Net cash provided by investing activities was $1.0 million and $2.3 million for the six months ended June 30, 2013 and June 30, 2012, respectively. Included in investing activities for the six months ended June 30, 2013 and June 30, 2012, are the sales and purchases of our marketable securities, which include the sales, maturities and reinvestment of our marketable securities. The net cash provided by investing activities from the net sales of securities was $2.7 million for the six months ended June 30, 2013, and $4.5 million for the same period in 2012. These amounts will fluctuate from period to period depending on the maturity dates of our marketable securities. The cash used to purchase property and equipment was $1.1 million for the six months ended June 30, 2013 and $1.6 million for the same period in 2012. The cash used in the capitalization of software development costs was $0.2 million for the six months ended June 30, 2013 and $0.5 million for the same period in 2012. We continually evaluate potential software license purchases and acquisitions, and we may continue to make such investments if we find opportunities that would benefit our business. The cash used for security deposits was $0.3 million for the six months ended June 30, 2013 and less than $0.1 million for the same period in 2012. We anticipate continued capital expenditures, including capitalized software costs, as we continue to invest in our infrastructure and expand and enhance our product offerings.
Net cash provided by financing activities was $0.7 million and $0.6 million for the six months ended June 30, 2013 and June 30, 2012, respectively. Cash inflows from financing activities represent proceeds received from the exercise of stock options.
We currently do not have any debt and our only significant commitments are related to our employment agreement with Gary Quinn, our President and Chief Executive Officer, the $1.7 million remaining settlement payment to the United States Attorney’s Office, which is due in December 2013 and our office leases. In addition, on January 20, 2013, we announced we had reached a proposed settlement of the Class Action lawsuit between the Company and class plaintiffs for $5.0 million which is pending approval by the court. We cannot predict if or when the court might approve the settlement.
On June 28, 2013, the President and Chief Executive Officer, and a Director, of FalconStor Software, Inc. (the “Company”), James P. McNiel, resigned from all of his positions with the Company, effective immediately. The Company also entered into a Severance Agreement and General Release (the “Agreement”), with Mr. McNiel. Pursuant to the Agreement, among other things, the Company agreed to pay to Mr. McNiel $400,000 in severance pay and to purchase certain office furniture from Mr. McNiel for $20,000. These payments were made in July 2013.
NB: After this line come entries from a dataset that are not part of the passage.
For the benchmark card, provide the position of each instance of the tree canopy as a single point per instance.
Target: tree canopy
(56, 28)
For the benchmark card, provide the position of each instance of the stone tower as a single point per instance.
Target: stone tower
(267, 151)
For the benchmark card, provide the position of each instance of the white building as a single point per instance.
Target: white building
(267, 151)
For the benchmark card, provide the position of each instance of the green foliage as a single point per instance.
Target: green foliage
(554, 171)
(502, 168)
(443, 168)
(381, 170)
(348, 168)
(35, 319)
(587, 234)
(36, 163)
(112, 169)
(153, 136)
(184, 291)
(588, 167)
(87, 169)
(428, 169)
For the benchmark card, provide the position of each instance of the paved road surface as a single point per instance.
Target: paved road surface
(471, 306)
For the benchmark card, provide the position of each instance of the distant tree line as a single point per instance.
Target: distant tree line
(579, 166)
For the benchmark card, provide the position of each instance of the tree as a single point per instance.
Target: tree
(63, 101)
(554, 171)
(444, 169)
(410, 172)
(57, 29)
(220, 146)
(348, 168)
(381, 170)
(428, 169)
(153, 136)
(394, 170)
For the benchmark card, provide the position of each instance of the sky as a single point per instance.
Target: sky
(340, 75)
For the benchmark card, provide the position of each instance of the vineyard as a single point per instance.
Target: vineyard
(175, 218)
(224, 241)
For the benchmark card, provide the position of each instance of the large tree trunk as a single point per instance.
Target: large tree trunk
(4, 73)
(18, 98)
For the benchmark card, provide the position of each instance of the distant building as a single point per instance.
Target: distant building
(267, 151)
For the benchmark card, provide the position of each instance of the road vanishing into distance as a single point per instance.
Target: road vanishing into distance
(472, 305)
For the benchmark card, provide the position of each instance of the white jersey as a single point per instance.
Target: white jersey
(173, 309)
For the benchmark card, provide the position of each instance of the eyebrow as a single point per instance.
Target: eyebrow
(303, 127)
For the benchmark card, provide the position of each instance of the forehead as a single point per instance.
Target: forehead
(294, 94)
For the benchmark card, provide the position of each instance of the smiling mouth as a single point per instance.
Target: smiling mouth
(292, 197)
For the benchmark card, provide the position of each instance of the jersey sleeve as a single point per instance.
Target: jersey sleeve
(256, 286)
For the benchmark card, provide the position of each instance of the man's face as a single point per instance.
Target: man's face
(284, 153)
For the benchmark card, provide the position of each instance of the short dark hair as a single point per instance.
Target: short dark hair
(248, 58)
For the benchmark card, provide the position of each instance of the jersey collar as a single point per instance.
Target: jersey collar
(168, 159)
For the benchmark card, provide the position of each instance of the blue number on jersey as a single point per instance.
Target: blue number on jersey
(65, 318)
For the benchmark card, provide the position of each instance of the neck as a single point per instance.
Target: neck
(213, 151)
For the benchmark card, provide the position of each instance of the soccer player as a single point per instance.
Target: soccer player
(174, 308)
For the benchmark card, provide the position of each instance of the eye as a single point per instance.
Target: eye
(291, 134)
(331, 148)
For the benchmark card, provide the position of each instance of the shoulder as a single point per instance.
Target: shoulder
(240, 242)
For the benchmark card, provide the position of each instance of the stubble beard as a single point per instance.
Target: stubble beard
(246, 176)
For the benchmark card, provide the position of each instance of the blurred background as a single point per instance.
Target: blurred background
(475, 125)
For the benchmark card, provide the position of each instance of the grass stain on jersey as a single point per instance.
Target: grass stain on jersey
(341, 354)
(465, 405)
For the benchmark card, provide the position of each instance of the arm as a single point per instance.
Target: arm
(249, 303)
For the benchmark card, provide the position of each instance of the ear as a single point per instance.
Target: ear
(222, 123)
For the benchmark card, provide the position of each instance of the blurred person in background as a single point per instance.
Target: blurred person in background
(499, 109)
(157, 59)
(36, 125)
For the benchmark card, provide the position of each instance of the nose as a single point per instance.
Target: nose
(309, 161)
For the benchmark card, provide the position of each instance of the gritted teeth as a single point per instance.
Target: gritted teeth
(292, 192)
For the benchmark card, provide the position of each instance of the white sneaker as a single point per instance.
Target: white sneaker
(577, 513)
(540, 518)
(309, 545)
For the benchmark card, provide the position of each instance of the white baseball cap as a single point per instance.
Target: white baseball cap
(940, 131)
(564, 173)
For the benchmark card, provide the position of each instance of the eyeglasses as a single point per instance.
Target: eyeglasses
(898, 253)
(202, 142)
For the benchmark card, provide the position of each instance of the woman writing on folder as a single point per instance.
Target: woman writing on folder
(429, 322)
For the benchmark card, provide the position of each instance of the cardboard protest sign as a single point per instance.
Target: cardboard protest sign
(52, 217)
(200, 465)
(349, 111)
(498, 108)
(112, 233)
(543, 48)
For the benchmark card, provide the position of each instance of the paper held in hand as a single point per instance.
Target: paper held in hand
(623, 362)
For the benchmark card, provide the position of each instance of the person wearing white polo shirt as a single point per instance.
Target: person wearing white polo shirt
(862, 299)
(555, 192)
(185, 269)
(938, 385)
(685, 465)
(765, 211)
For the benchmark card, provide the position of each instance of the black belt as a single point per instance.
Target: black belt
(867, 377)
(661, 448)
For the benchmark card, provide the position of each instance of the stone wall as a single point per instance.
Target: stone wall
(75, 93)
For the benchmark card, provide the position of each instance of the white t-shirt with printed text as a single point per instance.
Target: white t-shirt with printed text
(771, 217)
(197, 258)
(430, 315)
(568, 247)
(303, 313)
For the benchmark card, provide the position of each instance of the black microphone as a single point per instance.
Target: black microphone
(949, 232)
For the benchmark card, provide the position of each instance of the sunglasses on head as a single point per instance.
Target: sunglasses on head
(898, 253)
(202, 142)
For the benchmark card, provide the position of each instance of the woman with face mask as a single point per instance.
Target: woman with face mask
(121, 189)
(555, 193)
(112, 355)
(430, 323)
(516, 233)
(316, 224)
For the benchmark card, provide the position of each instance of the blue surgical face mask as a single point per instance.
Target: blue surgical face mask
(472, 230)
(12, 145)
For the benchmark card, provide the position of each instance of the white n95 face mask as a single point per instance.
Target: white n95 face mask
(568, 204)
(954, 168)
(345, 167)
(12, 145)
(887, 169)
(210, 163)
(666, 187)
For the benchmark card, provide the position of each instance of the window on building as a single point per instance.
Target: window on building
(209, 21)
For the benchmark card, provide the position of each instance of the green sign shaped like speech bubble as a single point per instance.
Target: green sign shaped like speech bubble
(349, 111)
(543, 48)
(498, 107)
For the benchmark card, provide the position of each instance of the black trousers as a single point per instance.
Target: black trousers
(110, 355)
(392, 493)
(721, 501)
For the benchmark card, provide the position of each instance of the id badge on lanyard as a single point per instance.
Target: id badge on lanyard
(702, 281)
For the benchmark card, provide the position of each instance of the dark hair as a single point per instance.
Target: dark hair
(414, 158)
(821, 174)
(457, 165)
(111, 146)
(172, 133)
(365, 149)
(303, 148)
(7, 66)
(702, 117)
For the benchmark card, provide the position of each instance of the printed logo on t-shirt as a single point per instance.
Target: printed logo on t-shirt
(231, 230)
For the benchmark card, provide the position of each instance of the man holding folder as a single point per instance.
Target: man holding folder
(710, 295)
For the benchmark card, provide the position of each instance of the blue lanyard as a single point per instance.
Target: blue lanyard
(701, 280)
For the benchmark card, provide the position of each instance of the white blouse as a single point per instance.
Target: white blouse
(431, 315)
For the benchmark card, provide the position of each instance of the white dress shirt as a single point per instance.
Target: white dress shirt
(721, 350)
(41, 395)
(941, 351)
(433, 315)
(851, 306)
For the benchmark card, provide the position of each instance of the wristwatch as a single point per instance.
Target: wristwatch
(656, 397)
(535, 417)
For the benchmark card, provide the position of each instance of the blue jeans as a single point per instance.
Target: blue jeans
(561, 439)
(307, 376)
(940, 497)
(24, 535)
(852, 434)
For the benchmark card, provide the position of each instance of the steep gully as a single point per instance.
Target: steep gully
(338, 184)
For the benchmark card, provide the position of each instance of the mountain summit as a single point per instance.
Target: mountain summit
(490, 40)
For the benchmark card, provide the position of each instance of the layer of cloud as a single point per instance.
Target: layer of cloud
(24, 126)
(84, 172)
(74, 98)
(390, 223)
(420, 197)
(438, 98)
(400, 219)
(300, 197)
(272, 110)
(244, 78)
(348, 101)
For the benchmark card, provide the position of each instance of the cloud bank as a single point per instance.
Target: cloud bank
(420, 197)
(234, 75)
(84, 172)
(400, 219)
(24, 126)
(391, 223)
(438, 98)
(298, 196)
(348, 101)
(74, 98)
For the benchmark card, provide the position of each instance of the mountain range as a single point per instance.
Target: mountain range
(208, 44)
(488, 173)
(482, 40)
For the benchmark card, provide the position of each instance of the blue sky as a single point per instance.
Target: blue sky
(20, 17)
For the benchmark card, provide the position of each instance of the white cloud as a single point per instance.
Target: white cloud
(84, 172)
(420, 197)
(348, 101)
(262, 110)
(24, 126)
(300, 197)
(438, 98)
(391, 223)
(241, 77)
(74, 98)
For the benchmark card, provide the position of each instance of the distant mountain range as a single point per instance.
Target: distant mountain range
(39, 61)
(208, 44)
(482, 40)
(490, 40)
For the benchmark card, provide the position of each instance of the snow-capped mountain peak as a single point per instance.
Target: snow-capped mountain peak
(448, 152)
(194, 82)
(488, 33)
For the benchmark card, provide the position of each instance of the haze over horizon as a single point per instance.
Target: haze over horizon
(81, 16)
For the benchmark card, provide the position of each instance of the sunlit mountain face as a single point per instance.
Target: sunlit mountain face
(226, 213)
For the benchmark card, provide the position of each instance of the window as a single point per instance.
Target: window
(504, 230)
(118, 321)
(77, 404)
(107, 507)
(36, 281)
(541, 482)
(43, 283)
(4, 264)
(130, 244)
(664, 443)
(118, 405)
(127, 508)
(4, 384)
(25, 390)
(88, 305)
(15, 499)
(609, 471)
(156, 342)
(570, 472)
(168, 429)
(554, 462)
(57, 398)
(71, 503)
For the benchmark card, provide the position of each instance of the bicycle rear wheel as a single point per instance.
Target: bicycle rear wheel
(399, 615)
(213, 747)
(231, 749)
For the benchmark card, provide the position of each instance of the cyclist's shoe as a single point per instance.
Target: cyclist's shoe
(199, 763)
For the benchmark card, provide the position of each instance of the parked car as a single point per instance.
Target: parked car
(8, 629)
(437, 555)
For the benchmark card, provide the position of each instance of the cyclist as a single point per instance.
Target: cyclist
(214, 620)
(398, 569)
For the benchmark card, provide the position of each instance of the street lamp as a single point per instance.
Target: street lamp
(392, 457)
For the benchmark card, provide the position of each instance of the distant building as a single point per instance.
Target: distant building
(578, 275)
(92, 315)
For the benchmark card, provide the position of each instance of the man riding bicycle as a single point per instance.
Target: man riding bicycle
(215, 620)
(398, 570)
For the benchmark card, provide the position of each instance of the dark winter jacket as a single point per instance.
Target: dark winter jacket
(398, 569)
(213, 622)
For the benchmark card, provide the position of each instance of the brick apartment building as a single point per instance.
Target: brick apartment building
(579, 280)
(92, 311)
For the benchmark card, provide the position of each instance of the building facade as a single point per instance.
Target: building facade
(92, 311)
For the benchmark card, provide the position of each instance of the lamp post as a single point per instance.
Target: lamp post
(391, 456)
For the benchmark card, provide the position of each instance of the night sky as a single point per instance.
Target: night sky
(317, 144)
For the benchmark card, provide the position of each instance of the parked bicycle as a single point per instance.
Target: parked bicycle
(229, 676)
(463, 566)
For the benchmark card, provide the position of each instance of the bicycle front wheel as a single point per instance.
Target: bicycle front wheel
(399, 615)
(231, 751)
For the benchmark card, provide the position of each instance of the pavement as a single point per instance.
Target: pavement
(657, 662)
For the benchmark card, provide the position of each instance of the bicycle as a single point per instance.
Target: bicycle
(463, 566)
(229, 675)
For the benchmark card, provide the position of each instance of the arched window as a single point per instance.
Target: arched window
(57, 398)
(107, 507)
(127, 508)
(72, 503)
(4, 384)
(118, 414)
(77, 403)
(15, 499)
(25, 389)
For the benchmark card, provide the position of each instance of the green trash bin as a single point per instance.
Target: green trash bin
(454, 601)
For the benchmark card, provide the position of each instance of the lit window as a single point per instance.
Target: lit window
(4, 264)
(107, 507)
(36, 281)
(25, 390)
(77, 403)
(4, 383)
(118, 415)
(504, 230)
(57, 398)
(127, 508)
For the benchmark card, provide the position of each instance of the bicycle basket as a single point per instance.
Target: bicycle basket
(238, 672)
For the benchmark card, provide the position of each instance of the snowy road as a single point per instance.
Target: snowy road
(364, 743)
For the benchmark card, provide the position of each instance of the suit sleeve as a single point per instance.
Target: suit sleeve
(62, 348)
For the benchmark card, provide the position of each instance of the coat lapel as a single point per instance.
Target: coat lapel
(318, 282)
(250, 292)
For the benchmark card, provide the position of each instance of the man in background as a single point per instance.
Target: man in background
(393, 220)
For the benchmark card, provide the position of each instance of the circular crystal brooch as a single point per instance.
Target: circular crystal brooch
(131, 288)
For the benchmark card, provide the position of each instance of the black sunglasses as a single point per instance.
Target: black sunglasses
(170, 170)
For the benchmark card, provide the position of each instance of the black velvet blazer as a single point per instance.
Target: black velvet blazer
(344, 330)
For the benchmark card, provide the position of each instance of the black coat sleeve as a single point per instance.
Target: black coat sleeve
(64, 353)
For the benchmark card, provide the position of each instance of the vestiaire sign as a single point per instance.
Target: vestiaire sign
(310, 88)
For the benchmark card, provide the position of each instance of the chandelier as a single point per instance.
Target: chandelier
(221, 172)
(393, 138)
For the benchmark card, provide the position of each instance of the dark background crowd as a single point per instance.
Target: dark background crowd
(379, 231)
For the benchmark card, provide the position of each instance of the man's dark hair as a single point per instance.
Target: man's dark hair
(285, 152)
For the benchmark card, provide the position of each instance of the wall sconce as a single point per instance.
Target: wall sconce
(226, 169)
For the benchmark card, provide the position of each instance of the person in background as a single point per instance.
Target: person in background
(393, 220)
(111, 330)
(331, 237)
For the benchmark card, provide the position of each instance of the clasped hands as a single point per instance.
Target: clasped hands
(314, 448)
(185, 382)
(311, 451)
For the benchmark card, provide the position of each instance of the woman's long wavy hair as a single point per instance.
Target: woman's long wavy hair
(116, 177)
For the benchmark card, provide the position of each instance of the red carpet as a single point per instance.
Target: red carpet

We have an operating lease covering our corporate office facility that expires in April 2021. We also have several operating leases related to offices in the United States and foreign countries. The expiration dates for these leases range from 2013 through 2017. Refer to Note (8) Commitments and Contingencies to our unaudited condensed consolidated financial statements.
In addition, as of June 30, 2013 and December 31, 2012, our liability for uncertain tax positions totaled $2.5 million.
With the cash infusions mentioned above, we believe that our balance of cash, cash equivalents and marketable securities, and expected cash flows from operations, will be sufficient to meet our cash requirements for at least the next twelve months. However, both the private equity investment and the sale of our Blue Whale investment are subject to various closing conditions, including, with regard to the Blue Whale investment sale, government approvals, and there can be no guarantee that either transaction will close. If the private equity investment does not close and the Company continues to incur losses, there can be no guarantee that we will have cash, cash equivalents and marketable securities, and expected cash flows from operations, sufficient to meet our needs for the next twelve months.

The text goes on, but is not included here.